Data Flow With NiFi: (Writing Data to MySQL, MongoDB and Slack from Stream Data API)

bilative
12 min readOct 28, 2021

--

Hi everyone,

In the world of the data there are so many things to do. Analyzing data provide us to take beneficial insignt and we take actions with results of the analysis. But data that we analyze not come us as csv (in real world 😃), sometimes we take them from databases or APIs. But where they are comes to databases? Taking them with APIs to Python is not something efficient you know, we should save them somewhere, how?

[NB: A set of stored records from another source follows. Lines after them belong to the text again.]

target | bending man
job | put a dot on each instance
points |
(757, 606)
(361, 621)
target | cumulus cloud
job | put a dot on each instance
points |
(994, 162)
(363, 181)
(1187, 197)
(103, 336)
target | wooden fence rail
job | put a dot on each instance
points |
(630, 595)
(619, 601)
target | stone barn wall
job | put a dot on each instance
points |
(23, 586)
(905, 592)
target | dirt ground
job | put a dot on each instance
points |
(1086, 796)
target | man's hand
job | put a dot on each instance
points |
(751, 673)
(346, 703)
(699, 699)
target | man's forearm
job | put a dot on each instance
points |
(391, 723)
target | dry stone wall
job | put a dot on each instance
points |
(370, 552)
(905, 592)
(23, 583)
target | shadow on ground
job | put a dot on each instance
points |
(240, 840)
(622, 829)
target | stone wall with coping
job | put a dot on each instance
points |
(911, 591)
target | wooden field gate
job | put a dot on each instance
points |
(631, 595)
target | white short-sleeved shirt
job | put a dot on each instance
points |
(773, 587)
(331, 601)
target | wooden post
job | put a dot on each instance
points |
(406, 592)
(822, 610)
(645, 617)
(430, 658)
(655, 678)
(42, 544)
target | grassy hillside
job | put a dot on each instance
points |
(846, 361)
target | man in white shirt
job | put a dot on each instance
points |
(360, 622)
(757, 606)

We’ll share one of the answers of this question. Actually there is so many options maybe, but we’ll see one of the easiest; NiFi.

NiFi

Apache NiFi is a flow-based tool that we can configure the flow of the data step by step. NiFi let us to take data from different sources (from files, SQLs, NoSQLs, APIs, Kafka etc) and tranform it with NiFi Expression Language and load/send it to any target sources that we want. At the same time we can specify some actions as output of the processes like sending messages to Slack or e-mail.

In this article I’ll show you one of my mini projects. In this project I used some concepts with NiFi to take data and trigger some events. You’ll see this concepts in this article:

  • Live Stream Data API as data source of NiFi,
  • Transformation and filtering steps with NiFi Expression Language,
  • MongoDB and MySQL as target data sources,
  • Sending message action to Slack as output of some events,

In this article I’ll explain every details step by step, so this articles could looks little long.

Lets start.

Firstly I launched all scnario on virtual machine on GCP, but platform you use is not matter, machine on AWS, Azure or on local machine is ok. There is only 1 critic point, if you use cloud servises you should specify Firewall Rules, to connect NiFi on your local machine/browser.

First step is to install NiFi, I used NiFi 1.13.2, and you can find the binaries file here. Again if your machine is on cloud services, you should delete default host configuration. The steps you should follow is

entering /conf/nifi.properties file and converting

* “nifi.web.http.host = 127.0.0.1” to “nifi.web.http.host =”

after this we can start NiFi with “sh nifi.sh start” command.

Now we can go to “ip:8080/nifi” on our local computer (if you installed nifi on your local machine, you can go to 127.0.0.1:8080/nifi).NiFi is running and we can start our project!!

Now NiFi is ready to built our data flow.

Now we should decided data source for our task, this could change with your task. I decided to take AviationStack. This website provide us Live Stream Flights Data with API.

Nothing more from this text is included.